Nous ne savons vraiment rien du monde, nous regardons la mer dans l’ignorance la plus totale, distinguant les vagues et rien d’autre, alors qu’il y a toujours beaucoup plus dans les profondeurs, mais seul le temps et le courage nous y conduisent. Ce n’est qu’au fond de chaque chose que se cache la vérité. Et la vérité de la mer, c’est qu’il n’existe pas de vie sans danger.
Les êtres vivants naissent, grandissent, vieillissent et meurent. La mort est un passage obligatoire pour toutes et tous, sauf dans le très beau roman de Socorro Acioli, paru chez Tropismes éditions. C’est une histoire de vie, de mort, de voyage, d’amour, de mer, de magie…Une plongée dans un récit aux airs de fable qui remue profondément.
Résumé
Dans la nuit portugaise, un couple s’affaire. Il creuse la terre. Un corps en sort doucement, mais un corps aux yeux hagards qui reprend sa respiration. C’est une jeune femme, nue, sans cheveux, mais qui semble bien vivante. Elle porte un collier de coquillages, c’est tout ce que l’on sait d’elle. Accueillie et choyée par Florice et Fernando, elle fait partie des Ressuscités. Florice fait cela depuis toujours, on lui donne un lieu et un jour et elle va les chercher. Son mari médecin l’assiste. C’est une pratique qui se transmet de génération en génération, et on lui a dit que cette fois-ci ce serait sa dernière.
A Almofala la jeune étrangère, renommée bientôt Aparecida, reprend doucement ses marques. On raconte que c’est une cousine éloignée qui a besoin de repos pour ne pas éveiller les soupçons. Les blessures profondes qui marquent son corps témoignent d’une mort violente. Elle ne se souvient de rien, il va lui falloir du temps.
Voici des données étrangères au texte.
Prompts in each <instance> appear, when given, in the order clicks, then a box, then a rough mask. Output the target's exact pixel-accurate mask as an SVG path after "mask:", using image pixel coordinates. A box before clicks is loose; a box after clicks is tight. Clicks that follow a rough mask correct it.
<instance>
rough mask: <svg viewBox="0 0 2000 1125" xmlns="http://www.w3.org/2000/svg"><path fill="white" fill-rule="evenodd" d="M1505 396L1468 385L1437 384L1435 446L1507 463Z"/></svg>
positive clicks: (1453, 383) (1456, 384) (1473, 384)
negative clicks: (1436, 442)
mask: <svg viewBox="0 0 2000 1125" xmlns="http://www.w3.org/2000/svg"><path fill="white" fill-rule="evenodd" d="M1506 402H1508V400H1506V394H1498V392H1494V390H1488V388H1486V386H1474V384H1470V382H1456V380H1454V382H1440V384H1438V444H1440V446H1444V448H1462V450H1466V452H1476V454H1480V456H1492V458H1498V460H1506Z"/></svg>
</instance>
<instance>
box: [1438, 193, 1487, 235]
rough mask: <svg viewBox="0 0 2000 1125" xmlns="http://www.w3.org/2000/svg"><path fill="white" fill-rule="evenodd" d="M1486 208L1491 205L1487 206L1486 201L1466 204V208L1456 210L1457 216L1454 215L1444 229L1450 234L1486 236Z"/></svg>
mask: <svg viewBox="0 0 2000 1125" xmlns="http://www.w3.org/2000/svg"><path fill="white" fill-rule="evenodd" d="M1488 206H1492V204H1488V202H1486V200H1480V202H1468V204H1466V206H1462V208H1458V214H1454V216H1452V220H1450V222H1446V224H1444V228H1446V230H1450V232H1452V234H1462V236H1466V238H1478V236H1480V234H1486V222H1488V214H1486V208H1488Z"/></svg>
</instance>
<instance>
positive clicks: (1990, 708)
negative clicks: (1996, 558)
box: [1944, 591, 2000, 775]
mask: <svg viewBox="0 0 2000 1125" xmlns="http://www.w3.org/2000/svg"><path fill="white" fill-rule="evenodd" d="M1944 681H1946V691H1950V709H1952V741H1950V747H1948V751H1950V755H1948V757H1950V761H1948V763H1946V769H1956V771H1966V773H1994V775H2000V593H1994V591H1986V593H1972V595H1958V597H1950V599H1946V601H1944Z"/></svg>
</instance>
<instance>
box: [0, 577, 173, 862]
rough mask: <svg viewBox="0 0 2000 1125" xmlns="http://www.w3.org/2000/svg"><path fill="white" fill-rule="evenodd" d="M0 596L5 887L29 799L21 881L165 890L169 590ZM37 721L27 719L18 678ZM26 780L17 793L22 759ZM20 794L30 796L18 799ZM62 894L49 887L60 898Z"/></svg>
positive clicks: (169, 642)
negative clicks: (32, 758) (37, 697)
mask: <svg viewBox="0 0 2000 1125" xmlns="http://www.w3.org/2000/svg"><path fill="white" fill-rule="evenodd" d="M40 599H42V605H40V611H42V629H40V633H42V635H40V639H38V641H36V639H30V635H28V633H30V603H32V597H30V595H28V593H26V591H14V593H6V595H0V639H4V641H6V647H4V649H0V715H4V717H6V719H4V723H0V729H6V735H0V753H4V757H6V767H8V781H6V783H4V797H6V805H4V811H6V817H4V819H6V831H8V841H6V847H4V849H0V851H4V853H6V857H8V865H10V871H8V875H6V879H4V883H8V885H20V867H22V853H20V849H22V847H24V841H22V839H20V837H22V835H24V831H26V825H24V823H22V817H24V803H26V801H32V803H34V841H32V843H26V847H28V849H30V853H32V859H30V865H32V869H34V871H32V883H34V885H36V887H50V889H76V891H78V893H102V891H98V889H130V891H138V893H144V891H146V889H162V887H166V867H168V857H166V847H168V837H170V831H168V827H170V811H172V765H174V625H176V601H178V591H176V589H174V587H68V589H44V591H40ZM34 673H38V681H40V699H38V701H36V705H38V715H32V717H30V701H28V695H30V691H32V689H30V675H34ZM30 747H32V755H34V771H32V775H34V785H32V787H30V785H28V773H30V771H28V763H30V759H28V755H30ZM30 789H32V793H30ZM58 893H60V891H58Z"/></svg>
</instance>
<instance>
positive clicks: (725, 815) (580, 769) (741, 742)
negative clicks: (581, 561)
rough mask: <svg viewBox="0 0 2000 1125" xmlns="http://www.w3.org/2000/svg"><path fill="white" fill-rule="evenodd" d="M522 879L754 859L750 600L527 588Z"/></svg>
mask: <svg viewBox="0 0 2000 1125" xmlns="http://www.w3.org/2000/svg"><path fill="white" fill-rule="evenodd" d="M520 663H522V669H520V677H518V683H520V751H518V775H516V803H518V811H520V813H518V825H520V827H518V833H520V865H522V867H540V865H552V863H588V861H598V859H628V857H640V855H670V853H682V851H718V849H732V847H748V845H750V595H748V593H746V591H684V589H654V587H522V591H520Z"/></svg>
On suppose qu’elle vient d’un autre continent, et qu’elle a traversé les mers pour échapper à un grand danger. Ils resteront avec elle jusqu’à ce qu’elle soit de nouveau autonome, ils sont ses gardiens, ses veilleurs bienveillants. Seuls des rêves marins, remplis d’hippocampes et d’un amour visiblement perdu la hantent. A elle maintenant de retrouver la mémoire pour faire la paix avec son histoire.
Dans mon rêve, j’ai revu ses yeux de très près. Cette fois, il ne souriait pas. Une rivière s’écoulait derrière eux. L’eau nous séparait, et telle est notre vérité, une mer d’oubli s’étend entre nous.
Avis
Ce récit m’a beaucoup touchée par sa beauté et les images qu’il convoque. C’est une réflexion sur la vie, les secondes chances, mais aussi la liberté. Il se pare de réalisme magique pour mieux nous embarquer dans une réalité alternative plausible, où les savoirs des peuples autochtones sont magnifiés, et l’horreur de la colonisation dénoncée en filigrane. C’est aussi une belle histoire sur les liens, et l’amour profond qui lie deux êtres. Socorro Acioli a créé un univers onirique et intriguant, et des personnages auxquels on se lie. J’ai beaucoup aimé la douceur de sa plume traduite par Régis de Sà Moreira, une douceur aux envolées poétiques et humanistes.
Un grand grand merci aux éditions Tropismes de m’avoir permis de découvrir ce texte qui reste ancré en moi après la lecture, et m’a fait voyager bien au-delà des mes espérances.
Prière pour disparaître, Socorro Acioli. Tropismes éditions, 2024.